Transition de l’étalon-or au pétro-dollar en 1971...Issu du blog de Mattieu Auzanneau...
Dans Or Noir, j'ai tâché de montrer que loin d'être primordialement le fruit d'une crise politique, le choc pétrolier de 1973, sorte de mi-temps ou de solstice d'été dans l'histoire de la révolution industrielle, constitue fondamentalement , la conséquence directe et explicite du pic atteint en novembre 1970 par la production américaine d'or noir.
J'ai en outre montré qu'au cours de cette séquence historique fatidique,
parmi les économistes et financiers américains ayant plaidé auprès de l'administration Nixon en faveur de l'abandon de l'étalon-or (et du big bang de l'argent-dette) figuraient d'abord et avant tout des hommes de l'or noir.Tout se passe comme si avec la fin du système de Bretton-Woods le 15 août 1971, l'humanité avait échangé, comme mesure de la valeur économique, un symbole de rareté (l'or) contre un symbole trompeur d'abondance : l'or noir, ou "pétrodollar".Il se trouve que depuis que nous nous approchons de la limite maximale d'extraction de pétrole (le "pic pétrolier"), apparaît une relation inverse de plus en plus étroite entre la valeur du dollar et la valeur du pétrole, constate aujourd'hui Jean Laherrère, l'un des pères de la réflexion sur le pic pétrolier mondial à la fin des années 90 :
En somme, quand le dollar monte, le prix du pétrole baisse, et inversement quand le dollar baisse, le prix du baril augmente. Ce n'est pas étonnant en soi ; ce qui l'est beaucoup plus, c'est l'étroitesse apparemment grandissante de cette corrélation, notamment depuis l'effondrement des cours du brut il y a un an et demi.

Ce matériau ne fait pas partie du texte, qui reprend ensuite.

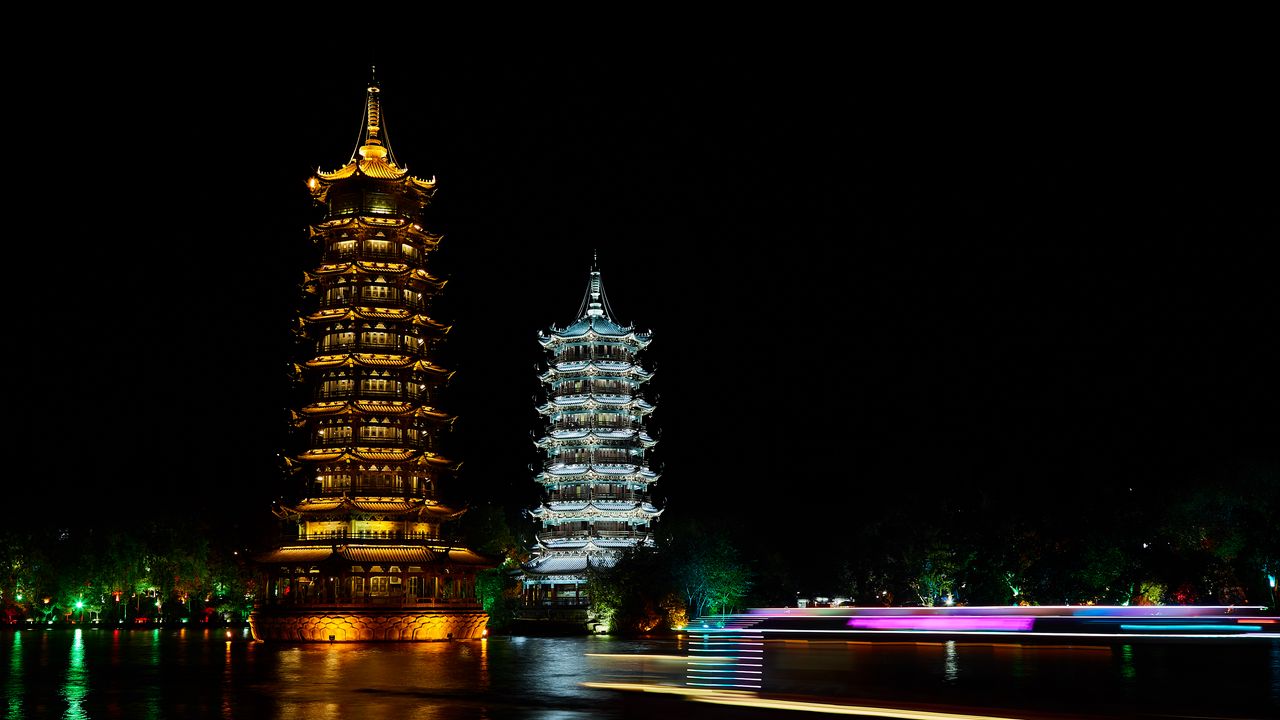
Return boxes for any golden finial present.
[358,65,389,160]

L'effondrement des cours du brut coïncide ainsi avec la fin du quantitative easing en octobre 2014 (instrument principal jusque-là de la politique d'argent facile de la banque centrale américaine), une fin qui a entraîné une sorte de ruée sur le dollar et une nette hausse de sa valeur.
Ceci s'explique aisément, au moins de façon superficielle : une baisse du dollar accroît mécaniquement le pouvoir d'achat de tous les biens négociés en dollars, en premier lieu du pétrole, particulièrement pour toutes les économies dont les devises doivent être changées en dollar afin d'acquérir ces biens. Le cas d'école inverse est la politique Volcker de 1979-1981.
L'intensité croissante de la corrélation entre dollar et cours du baril pose question (au-delà du fait que nombre de traders ont perçu la martingale, jouant sans doute dessus à plein).
Tout comme le PIB serait une mesure de la dissipation d'énergie par l'humanité, tout se passe comme si, à travers la valeur de l'énergie, la valeur du dollar devenait le thermostat de la machine thermodynamique qu'est l'économie mondiale.
Dans de telles conditions et tant que la croissance demeure l'alpha et l'omega de toute politique économique, il n'est pas étonnant que le prix du carbone demeure un pur symbole, un sujet de conversation stimulant pour technocrates écolos. Pas étonnant non plus que les banquiers centraux te m'inventent les taux d'intérêts négatifs, symbole ambigu et presque obscène de ce que la valeur économique devient.